Keeping Girls Active – Ditch the Dress

Woah!  A ‘D grade’ for overall physical activity – that’s a fail.  Our school children aren’t getting the recommended 60 minutes of daily exercise.  They’re essentially getting a ‘D grade’ for both overall physical activity and sedentary behaviours.   That’s pretty alarming.  We can agree we ‘must try harder’ on getting school kids to be active. 

Active for longer than sports lessons

The school day is long and Health & Physical Education (HPE) lessons relatively short.  We need to encourage children to be active during break times to hit their daily exercise target.  Girls do less exercise than boys, and that holds true in the playground.  Girls do significantly less physical activity when wearing formal school uniform (a dress), than when wearing sports uniform (shorts).  And sports uniforms where shorts or pants are allowed, in some schools, are worn for one lesson, once-a-week. 

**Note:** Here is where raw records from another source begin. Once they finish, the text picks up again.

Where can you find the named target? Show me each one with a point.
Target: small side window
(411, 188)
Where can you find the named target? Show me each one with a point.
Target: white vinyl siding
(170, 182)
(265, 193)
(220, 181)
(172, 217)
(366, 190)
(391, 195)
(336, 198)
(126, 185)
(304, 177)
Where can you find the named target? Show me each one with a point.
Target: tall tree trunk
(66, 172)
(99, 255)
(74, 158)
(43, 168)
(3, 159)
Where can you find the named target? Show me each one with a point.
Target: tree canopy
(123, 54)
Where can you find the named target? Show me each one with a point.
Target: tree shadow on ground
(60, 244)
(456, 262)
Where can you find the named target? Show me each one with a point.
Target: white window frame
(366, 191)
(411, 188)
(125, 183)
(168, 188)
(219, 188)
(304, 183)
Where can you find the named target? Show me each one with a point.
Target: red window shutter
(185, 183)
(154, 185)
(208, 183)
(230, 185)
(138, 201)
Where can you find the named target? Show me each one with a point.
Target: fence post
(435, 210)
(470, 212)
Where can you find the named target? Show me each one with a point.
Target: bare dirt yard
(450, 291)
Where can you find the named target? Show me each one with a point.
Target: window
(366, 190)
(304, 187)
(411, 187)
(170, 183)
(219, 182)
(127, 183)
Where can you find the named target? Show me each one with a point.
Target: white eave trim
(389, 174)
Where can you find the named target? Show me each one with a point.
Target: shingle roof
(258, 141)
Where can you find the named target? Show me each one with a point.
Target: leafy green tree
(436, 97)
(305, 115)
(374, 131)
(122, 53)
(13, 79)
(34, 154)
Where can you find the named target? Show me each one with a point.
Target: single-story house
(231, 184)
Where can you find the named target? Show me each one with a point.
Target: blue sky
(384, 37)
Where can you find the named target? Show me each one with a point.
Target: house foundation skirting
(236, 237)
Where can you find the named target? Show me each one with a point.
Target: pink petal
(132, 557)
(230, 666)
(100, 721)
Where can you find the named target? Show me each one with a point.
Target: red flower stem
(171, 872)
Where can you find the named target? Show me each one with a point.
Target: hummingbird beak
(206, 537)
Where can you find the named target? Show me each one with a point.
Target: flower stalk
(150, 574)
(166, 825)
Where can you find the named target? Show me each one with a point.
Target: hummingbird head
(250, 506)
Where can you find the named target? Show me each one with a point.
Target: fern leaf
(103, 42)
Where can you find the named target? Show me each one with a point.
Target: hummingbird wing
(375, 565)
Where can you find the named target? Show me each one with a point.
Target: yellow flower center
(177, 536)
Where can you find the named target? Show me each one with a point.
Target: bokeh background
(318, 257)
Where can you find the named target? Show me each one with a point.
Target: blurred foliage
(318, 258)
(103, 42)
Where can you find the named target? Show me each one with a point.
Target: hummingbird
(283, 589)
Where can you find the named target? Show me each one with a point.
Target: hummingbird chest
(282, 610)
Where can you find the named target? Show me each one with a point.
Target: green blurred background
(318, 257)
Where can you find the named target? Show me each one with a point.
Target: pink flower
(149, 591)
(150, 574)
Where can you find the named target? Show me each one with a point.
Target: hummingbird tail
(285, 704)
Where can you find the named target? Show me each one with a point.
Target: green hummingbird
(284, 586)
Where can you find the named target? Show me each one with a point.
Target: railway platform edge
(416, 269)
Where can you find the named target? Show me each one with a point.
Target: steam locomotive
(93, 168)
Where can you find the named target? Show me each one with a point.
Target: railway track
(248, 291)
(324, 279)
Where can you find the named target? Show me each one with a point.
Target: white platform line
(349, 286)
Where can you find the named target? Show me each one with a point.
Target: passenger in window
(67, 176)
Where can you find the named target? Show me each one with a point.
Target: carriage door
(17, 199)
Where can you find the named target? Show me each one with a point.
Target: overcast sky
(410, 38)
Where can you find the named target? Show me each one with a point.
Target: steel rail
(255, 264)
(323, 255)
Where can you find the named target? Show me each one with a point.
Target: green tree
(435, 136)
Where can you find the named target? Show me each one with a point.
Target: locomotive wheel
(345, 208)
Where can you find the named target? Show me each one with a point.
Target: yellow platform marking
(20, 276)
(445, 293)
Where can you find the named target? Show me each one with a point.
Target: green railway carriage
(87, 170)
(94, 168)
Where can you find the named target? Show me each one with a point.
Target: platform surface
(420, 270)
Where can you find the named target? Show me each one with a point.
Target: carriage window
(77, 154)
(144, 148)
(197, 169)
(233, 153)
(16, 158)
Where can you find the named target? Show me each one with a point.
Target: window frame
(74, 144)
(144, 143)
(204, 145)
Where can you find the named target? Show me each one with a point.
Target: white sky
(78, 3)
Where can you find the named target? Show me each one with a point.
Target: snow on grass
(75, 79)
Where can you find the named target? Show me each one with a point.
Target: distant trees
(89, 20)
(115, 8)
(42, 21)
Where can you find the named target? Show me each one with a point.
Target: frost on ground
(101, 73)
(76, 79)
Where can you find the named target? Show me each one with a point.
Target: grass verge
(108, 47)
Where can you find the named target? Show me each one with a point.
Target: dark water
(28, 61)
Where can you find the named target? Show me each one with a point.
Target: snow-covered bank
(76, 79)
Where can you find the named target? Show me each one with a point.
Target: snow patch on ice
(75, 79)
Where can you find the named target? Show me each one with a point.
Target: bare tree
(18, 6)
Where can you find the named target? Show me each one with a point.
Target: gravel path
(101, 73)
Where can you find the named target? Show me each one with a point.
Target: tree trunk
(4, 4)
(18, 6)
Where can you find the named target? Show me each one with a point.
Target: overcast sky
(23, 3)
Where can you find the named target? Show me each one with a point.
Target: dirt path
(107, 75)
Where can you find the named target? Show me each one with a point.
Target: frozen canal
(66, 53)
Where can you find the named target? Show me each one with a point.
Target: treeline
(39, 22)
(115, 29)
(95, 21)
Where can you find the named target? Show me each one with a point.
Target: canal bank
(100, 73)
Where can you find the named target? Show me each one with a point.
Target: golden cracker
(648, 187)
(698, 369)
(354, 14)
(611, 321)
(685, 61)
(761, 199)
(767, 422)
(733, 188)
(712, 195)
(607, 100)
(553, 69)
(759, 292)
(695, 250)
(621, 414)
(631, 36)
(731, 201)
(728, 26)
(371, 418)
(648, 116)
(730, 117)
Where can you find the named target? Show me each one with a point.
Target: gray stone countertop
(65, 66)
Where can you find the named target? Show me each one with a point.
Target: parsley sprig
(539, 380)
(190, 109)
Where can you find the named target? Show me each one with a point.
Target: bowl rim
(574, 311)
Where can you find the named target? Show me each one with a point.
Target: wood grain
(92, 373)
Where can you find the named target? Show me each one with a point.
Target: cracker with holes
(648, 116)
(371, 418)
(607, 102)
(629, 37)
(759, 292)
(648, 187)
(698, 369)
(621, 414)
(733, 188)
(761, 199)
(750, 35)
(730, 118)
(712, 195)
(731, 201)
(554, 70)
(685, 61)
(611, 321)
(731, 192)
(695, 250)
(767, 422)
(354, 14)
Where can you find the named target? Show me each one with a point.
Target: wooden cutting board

Two recent Australian studies show 10 to 13 year old girls found their uniform significantly restricted their ability to play at lunchtime.  If girls wore active-friendly clothing it would encourage them to be more physically active.   

Have you tried kicking a footy in a dress?

This is not news; our Australian female sports stars and Girls Uniform Agenda supporters experienced this at school.  Australian Football Women’s League player, Karen Paxman says: 

I wasn’t allowed to wear shorts or pants during the Summer months at my high school, and it had a big impact on what I could and couldn’t do physically day to day. Looking back on those years now I feel a little annoyed and even a little sad, because I remember so many times not joining in with my friends who were having a kick of the footy, because I was wearing a dress. 

Not allowing girls and young women to wear shorts or pants at school…hugely limits the amount of sport and physical activity they are able to do during their school day.” 

Emma Kearney, Australian Football Women’s League and Women’s Big Bash League player, knows from personal experience and from being a Physical Education Teacher, how limiting skirts and dresses can be for girls: 

“As a PE teacher I have seen firsthand the damage forcing girls to wear school dresses has on the individual. They are completely restrictive, which discourages girls from being active... 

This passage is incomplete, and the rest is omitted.